Joseph grilled Mlilo around why Willemse did not take part in the Supersport review with Mlilo repeatedly saying that the former Springbok player did not take part because he viewed the process as being flawed as well there not being a legal precedent for the review. Mlilo says the problem with the process arose because Supersport had released a statement before the review has even commenced saying that racism had not been involved. There was also no clear outline around what the legality of the review was.
During the interview, Mlilo questioned the fact the report only looked at the on-air incident, saying it was just the straw that broke the camel’s back. Mlilo said Willemse had faced many incidents which he reported and yet Supersport did not take any action about those.
Joseph then asked Mlilo: “Do you not think he could have used this as an opportunity to go on the record and speak for the cause if he felt that aggrieved about it? And has he not let black people down in general by not doing that?”
Mlilo replied to her saying that no one can prescribe how Willemse should have responded to what happened when he felt patronised and that it was a personal matter.
And therein lies the main problem with this whole issue which has been prevalent from the beginning. Joseph’s questions form part of a large group of people who questioned Willemse’s actions asking why he didn’t take a stand and speak out sooner or did not speak out now about what was happening at Supersport. There are many problems with that kind of thinking but there are several main issues which can be picked out. Firstly, by shifting the narrative from the actual racism to the person who has experienced the racism completely absolves racists of the behaviour. The entire conversation in the country is now around Willemse and yet Mallett and Botha have been forgotten. There have been no questions asked about what they did in the situation and what they have reportedly been doing throughout all their interactions with Willemse. There have been no interrogations about their behaviour and what they did.
Yet, Willemse is being questioned and judged for how he acted.
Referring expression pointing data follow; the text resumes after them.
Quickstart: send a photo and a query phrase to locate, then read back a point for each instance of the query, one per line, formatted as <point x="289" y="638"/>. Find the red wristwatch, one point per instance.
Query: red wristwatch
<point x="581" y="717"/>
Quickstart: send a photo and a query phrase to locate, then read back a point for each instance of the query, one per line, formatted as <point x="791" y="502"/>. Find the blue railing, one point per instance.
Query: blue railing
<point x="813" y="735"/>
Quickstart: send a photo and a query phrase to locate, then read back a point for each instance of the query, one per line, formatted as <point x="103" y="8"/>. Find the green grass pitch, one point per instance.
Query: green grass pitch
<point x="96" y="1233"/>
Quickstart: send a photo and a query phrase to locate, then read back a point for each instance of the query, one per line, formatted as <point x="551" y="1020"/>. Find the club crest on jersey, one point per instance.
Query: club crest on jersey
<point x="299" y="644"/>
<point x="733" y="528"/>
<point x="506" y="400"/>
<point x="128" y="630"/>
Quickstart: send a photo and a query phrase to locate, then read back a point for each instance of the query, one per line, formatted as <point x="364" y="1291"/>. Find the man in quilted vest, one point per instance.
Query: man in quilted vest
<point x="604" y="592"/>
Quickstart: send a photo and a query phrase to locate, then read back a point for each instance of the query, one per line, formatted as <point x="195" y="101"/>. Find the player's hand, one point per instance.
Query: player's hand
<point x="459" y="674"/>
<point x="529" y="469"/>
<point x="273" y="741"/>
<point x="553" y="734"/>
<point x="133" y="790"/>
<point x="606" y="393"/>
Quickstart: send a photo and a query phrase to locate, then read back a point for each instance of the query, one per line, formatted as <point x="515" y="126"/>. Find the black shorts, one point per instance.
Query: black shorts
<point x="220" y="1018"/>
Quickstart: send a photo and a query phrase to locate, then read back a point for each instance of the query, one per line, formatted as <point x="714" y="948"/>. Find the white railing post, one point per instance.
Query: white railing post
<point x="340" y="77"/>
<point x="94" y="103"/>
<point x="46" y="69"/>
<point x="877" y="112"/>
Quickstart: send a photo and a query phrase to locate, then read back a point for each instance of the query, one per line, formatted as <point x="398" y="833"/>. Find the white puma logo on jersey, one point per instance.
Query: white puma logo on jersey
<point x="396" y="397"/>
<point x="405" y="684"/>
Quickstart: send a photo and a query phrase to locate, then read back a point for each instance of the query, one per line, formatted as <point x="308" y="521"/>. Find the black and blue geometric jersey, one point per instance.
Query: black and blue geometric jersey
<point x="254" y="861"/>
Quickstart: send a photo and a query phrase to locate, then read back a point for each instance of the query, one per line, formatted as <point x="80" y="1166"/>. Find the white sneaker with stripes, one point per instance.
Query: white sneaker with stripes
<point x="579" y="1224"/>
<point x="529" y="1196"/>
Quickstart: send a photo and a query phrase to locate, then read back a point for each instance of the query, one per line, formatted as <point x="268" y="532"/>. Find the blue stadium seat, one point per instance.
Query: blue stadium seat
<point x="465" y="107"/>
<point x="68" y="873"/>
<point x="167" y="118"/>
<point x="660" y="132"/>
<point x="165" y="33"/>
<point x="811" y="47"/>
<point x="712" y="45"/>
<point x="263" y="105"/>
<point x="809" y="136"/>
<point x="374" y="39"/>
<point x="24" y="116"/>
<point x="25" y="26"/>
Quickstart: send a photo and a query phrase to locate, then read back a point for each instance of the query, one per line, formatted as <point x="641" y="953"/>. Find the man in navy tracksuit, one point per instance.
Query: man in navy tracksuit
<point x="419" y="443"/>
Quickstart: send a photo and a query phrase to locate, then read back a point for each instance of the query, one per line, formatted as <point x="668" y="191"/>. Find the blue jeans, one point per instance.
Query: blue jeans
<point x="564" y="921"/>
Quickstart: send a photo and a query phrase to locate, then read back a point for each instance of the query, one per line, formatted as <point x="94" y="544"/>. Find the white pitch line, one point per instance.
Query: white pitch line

And therein lies the second problem: when black people and people of colour are subjected to racism, there is an expectation that they should react in a certain way. And supposedly Willemse did not react in the appropriate manner. Black people and people of colour are expected to just suck it up, smile and turn the cheek. However, if you react like Willemse, then that’s not the correct way and you will be judged for that behaviour. Joseph’s comments about how Willemse should have spoken up for the “cause” is so disingenuous. Racists are always granted the right to be judged on their own actions and yet those who are victims of racism are expected to be spokespeople of all people who have experienced racism.
Willemse has not “let down” black people. He reacted to a situation where he had had enough of being treated in a certain way. Most black people and people of colour have experienced racism in some form of the other whether it is subtle or overt. No one, not even a fellow person of colour can dictate to a victim of racism how they should and that includes Joanne Joseph.